CN1851705A

CN1851705A - Body-bused subject type network reptile system configuration method

Info

Publication number: CN1851705A
Application number: CN200610040742.2A
Authority: CN
Inventors: 高阳; 苏畅
Original assignee: Nanjing University
Current assignee: Nanjing University
Priority date: 2006-05-30
Filing date: 2006-05-30
Publication date: 2006-10-25
Anticipated expiration: 2026-05-30
Also published as: CN100392658C

Abstract

The present invented method includes: 1, resolving web page; 2, preprocessing current page txt information to obtain word layer information; 3, converting word layer information into main unit information; 4, calculating page subject degree of correlation; 5, if subject degree of correlation being greater than set value then extracting current all out links directional URL, otherwise turning to step 7; 6, if directional URL having accessed then extracting next links, otherwise according to said links located page subject degree of correlation size inserting preference waiting accessing queue; 7, selecting the first URL from preference waiting accessing queue, i.e. highest priority accessing; 8, repeating executing step 1-7, until occurring new URL without meeting the condition or reaching certain limit. Said invention has advantages of high accuracy rating result and small calculating and storage load.

Description

Subject-type network reptile system configuration method based on body

One, technical field

The present invention relates to a kind of crawler system construction method, relate in particular to a kind of subject-type network reptile system configuration method.

Two, background technology

The Web reptile is one of core of search engine, network crawler system can be worked more efficiently be subjected to more and more researchers' attention.Wherein, more become the focus of current research at the web crawler system of particular topic.The target of subject-type Web reptile is to make crawler system avoid having access to the relevant Web page of non-theme as far as possible, and those Web pages relevant with theme of central access.This Web crawler system mainly is used in the search engine and Web information retrieval system of those specific areas.

Present subject-type crawler system mainly is based on the text key word statistical information of the Web page and estimates its degree of subject relativity.But the content of the Web page varies, and the crucial dictionary of its correspondence is all very huge usually, so the computing cost of system is very big and need carry out a large amount of high dimensional data maintenances.In addition, because polysemy and many speech one adopted phenomenon that natural language itself exists, it is often quite difficult only to portray the content of the theme or the page by keyword, thereby makes the topic relativity evaluation deviation occur.The present invention solves this problem by introducing ontology.

Three, summary of the invention

1, goal of the invention: the objective of the invention is at the deficiencies in the prior art, provide a kind of based on ontology efficiently, subject-type network reptile system configuration method accurately.

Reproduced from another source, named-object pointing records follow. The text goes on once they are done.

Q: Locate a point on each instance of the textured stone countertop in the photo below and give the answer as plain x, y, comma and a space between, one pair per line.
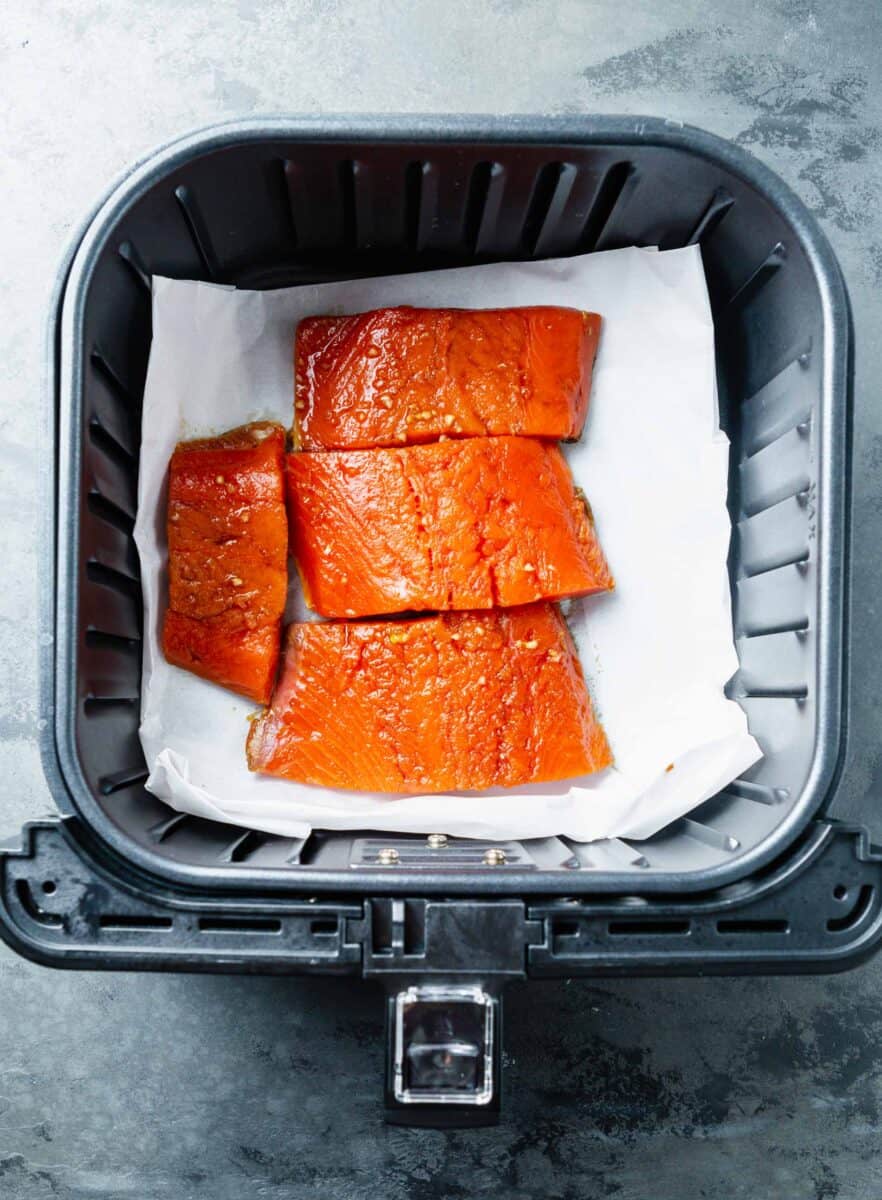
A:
163, 1086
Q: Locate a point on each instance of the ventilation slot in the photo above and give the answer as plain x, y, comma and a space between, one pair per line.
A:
773, 262
347, 196
720, 204
287, 175
132, 259
839, 924
108, 444
109, 577
755, 925
414, 204
244, 846
96, 706
197, 229
120, 779
165, 828
240, 925
97, 640
792, 558
324, 927
708, 837
112, 514
132, 923
799, 625
112, 378
484, 186
652, 928
414, 928
798, 694
745, 790
552, 186
609, 195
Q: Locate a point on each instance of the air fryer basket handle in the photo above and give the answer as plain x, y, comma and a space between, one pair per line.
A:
443, 965
443, 1055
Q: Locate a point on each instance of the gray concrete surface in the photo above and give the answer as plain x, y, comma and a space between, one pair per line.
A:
185, 1087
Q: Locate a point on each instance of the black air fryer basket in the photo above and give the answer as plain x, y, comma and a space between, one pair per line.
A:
755, 880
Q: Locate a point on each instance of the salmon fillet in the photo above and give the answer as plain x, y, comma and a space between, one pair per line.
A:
403, 376
227, 558
477, 523
438, 703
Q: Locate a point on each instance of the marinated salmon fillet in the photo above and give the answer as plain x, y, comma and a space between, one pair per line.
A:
478, 523
437, 703
403, 376
227, 558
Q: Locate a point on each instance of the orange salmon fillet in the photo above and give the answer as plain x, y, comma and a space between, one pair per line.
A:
403, 376
478, 523
438, 703
227, 558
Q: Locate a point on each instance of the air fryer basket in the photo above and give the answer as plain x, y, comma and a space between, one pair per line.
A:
276, 202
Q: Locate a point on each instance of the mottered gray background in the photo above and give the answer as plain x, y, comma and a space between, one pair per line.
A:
162, 1086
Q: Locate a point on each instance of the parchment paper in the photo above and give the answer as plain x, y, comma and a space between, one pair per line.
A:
653, 465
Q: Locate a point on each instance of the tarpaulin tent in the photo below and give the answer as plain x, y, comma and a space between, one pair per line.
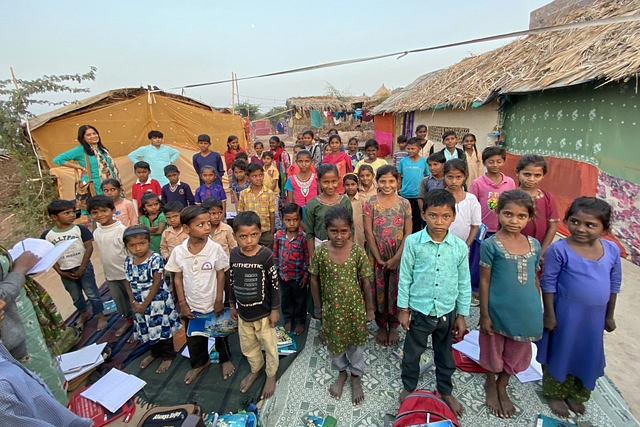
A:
124, 117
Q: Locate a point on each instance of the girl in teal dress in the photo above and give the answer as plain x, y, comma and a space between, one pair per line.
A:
510, 302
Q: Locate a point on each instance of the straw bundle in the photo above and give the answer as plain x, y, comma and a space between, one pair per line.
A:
561, 58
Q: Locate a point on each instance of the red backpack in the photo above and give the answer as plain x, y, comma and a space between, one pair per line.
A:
415, 407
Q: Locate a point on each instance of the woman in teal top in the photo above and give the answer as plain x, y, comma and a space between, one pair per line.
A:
101, 164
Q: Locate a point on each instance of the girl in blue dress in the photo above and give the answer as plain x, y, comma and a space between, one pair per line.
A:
580, 282
510, 308
155, 316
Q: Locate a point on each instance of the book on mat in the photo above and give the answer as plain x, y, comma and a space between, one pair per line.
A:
425, 361
284, 339
114, 389
48, 253
211, 326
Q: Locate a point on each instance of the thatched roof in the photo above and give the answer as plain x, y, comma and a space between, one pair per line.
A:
536, 62
320, 103
388, 106
110, 97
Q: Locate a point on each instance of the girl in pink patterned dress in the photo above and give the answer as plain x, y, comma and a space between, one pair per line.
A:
387, 221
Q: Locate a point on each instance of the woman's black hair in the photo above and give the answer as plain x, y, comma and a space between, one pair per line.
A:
135, 230
337, 213
366, 167
387, 169
517, 197
438, 198
324, 169
531, 159
467, 135
148, 197
458, 165
592, 206
350, 176
87, 147
111, 181
246, 219
449, 133
303, 152
371, 143
190, 213
240, 164
290, 208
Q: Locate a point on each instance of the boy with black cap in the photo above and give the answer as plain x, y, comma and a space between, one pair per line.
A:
206, 157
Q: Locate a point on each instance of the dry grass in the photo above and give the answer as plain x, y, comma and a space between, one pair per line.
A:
609, 53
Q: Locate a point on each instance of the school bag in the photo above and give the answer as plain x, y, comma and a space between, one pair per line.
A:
172, 416
421, 405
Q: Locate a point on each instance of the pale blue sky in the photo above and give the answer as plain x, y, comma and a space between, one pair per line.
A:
175, 43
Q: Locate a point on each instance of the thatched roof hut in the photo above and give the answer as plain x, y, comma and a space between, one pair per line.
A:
537, 62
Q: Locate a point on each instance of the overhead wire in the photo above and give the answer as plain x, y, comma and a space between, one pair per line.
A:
399, 55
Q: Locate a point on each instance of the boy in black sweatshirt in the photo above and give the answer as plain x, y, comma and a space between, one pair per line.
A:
254, 288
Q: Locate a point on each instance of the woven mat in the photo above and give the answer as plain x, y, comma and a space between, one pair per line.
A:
302, 391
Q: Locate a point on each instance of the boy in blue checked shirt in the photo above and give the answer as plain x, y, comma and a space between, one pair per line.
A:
292, 260
434, 295
210, 188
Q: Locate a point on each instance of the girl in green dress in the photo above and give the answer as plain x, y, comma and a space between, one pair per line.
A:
346, 304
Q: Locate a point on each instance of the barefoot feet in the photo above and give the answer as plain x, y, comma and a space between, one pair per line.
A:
335, 390
454, 405
248, 381
508, 410
193, 373
382, 337
576, 408
357, 395
269, 387
227, 369
164, 366
394, 338
102, 322
492, 399
146, 361
558, 407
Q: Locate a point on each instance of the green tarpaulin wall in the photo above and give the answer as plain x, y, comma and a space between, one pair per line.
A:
600, 126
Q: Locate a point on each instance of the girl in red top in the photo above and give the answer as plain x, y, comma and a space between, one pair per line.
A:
233, 148
338, 158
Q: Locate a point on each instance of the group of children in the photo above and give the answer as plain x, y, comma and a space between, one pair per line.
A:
360, 247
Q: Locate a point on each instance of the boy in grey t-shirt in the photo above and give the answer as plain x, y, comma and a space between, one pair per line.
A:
74, 267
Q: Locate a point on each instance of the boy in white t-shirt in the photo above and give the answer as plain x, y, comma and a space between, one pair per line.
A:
108, 236
74, 267
199, 264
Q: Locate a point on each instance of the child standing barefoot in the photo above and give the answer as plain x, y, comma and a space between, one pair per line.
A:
580, 283
531, 169
387, 222
510, 309
155, 315
434, 262
345, 305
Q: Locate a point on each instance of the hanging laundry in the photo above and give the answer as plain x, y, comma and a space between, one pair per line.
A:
316, 119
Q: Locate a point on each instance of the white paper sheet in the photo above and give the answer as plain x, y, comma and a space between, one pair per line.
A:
85, 356
50, 254
114, 389
210, 344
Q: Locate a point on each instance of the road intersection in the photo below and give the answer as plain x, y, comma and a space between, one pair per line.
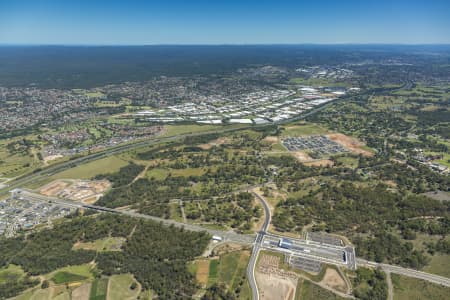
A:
263, 240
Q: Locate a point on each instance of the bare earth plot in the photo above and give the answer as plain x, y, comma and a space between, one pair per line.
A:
334, 280
202, 271
82, 292
350, 143
76, 190
273, 282
319, 163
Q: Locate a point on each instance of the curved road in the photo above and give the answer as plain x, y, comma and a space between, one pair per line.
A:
257, 247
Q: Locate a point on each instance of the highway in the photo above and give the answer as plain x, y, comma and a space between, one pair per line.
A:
59, 167
257, 247
258, 242
229, 236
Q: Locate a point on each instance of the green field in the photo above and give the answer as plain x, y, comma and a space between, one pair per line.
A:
406, 288
11, 273
230, 270
66, 277
119, 287
309, 291
15, 164
86, 171
439, 264
213, 267
99, 289
79, 270
157, 173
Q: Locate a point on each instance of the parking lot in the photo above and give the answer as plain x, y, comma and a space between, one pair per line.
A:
324, 238
305, 264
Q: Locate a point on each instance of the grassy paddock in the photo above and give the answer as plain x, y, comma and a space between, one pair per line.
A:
119, 287
406, 288
66, 277
99, 289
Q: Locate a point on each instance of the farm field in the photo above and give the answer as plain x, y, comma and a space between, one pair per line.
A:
66, 277
406, 288
71, 273
120, 287
439, 264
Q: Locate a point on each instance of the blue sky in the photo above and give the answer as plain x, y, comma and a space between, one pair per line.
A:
132, 22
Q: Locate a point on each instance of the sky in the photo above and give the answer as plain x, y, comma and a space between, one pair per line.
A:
133, 22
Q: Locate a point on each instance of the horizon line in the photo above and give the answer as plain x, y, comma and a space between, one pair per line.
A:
218, 44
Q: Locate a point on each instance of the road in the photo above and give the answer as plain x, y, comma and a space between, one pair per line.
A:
257, 247
229, 236
59, 167
242, 239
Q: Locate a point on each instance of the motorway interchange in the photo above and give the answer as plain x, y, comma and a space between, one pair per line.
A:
305, 254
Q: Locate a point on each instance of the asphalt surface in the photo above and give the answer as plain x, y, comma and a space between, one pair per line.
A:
257, 247
59, 167
242, 239
229, 236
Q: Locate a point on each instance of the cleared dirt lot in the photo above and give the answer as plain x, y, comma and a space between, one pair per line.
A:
334, 280
202, 271
319, 163
272, 287
82, 292
350, 143
271, 139
217, 142
273, 282
302, 156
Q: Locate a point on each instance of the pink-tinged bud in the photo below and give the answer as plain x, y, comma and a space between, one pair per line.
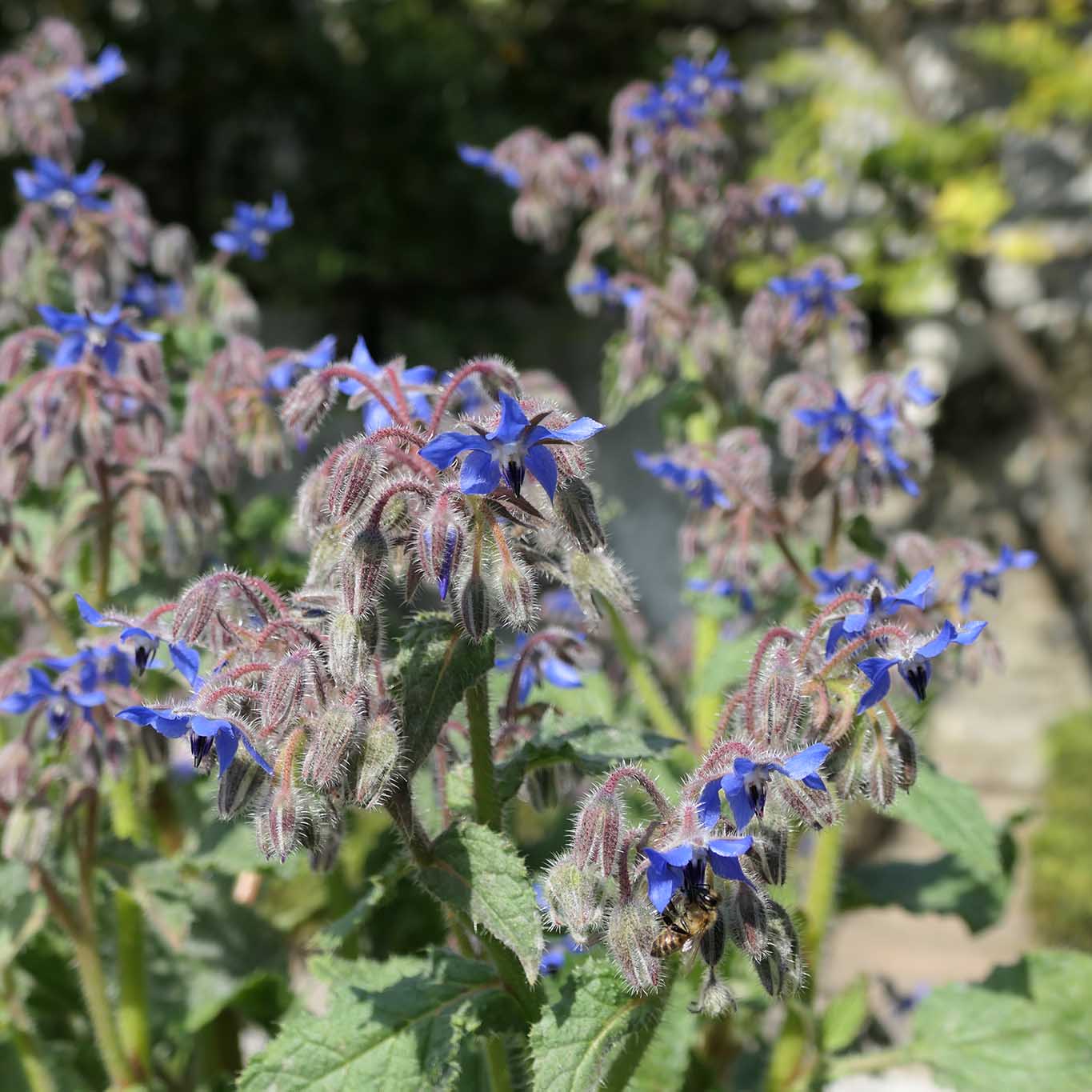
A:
307, 404
576, 506
474, 613
196, 610
334, 739
514, 592
440, 538
769, 853
26, 834
747, 921
595, 834
286, 688
576, 898
378, 765
631, 930
362, 570
906, 748
352, 478
350, 646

2, technical scheme: the present invention is based on one is the ontology library management system of key concept with the theme notion, by the text message on the word layer in the Web page being converted into the body category information on the conceptual level, calculate the topic relativity of the page in conjunction with the bulk junction composition, and then instruct the operation of crawler system.This method may further comprise the steps:

(1) the current Web page is resolved;

(2) text message of current page is carried out pre-service and obtain word layer information;

(3) by the body management system word layer information is converted into ontology information;

(4) the degree of subject relativity of the ontology information that obtains in conjunction with the ontology library calculating page;

(5) if the current page degree of subject relativity greater than setting value the order extract in the current Web page all go out to link URL pointed, otherwise then execution in step (7);

(6) if the accessed mistake of this link URL pointed then extract next link, the degree of subject relativity size if this URL is accessed according to this link place page is inserted priority scheduling formation to be visited;

(7) choose first URL from priority scheduling formation to be visited, what just priority was the highest conducts interviews;

(8) repeated execution of steps (1) is to (7), till the new URL that does not satisfy condition occurring or arriving certain limit.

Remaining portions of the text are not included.